I love the funky groove of Honky Talk Rules, which contains samples from The Rolling Stones’ Honky Tonk Women. Did you interact with The Stones personally to get that approved?

It was a very rewarding track for us. It was a struggle to get that approval, but we got it. We were invited down to their rehearsals to hang with them — just The Stones, and me and Gary G-Wiz. They were getting ready for their recent stadium tour. It was Mick, Keith, Charlie, Ron, and the people in their crew. And they did a four-hour rehearsal for just us! There’s nothing better than that. It was incredible!

Did you ever open for them?

No, but we would love to. We did open for U2. We jumped on the second half of that tour, did all the stadiums [on The Zoo TV Tour, September–November 1992]. But I would love to one day open up for The Stones.

They’re doing stuff at an age in rock no one else has ever done. And in an interesting parallel, you guys are The Rolling Stones of rap. You’re going to keep doing stuff that’s never been done before too.

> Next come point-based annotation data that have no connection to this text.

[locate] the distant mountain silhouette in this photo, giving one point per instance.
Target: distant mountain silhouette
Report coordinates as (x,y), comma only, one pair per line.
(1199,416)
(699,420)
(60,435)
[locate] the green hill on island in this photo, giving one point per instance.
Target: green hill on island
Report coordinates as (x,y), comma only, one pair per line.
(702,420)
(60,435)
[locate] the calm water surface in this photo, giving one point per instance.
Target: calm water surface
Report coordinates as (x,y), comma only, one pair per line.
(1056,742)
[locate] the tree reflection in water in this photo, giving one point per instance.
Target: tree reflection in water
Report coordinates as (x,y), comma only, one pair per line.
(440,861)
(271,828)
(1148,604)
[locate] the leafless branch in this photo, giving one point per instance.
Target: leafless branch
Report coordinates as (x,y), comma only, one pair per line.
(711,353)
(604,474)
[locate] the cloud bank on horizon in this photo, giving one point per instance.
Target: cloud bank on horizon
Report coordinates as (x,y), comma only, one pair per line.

That’s our nickname. At the beginning of one of the biggest records of our career called Harder Than You Think [from 2007’s How You Sell Soul to a Soulless People Who Sold Their Soul?], the first line goes, “What goes on? Rolling Stones of the rap game, not bragging / Lips bigger than Jagger, not sagging.” So we’ve been bragging on that. (laughs)

I’m looking forward to where it all goes. I’d love to see Public Enemy still doing it live 20 years from now. Again, no pressure on you.

Trust me, I don’t believe in no pressure. I’m all right. (laughs) Me and Flav, we have to keep ourselves in good shape, that’s for damn sure. Performing our records requires a lot of physicality, and we have a rule: Either you do the songs, or the songs do you. But yeah, there is a joy in it. It’s fun doing music; that’s the bottom line.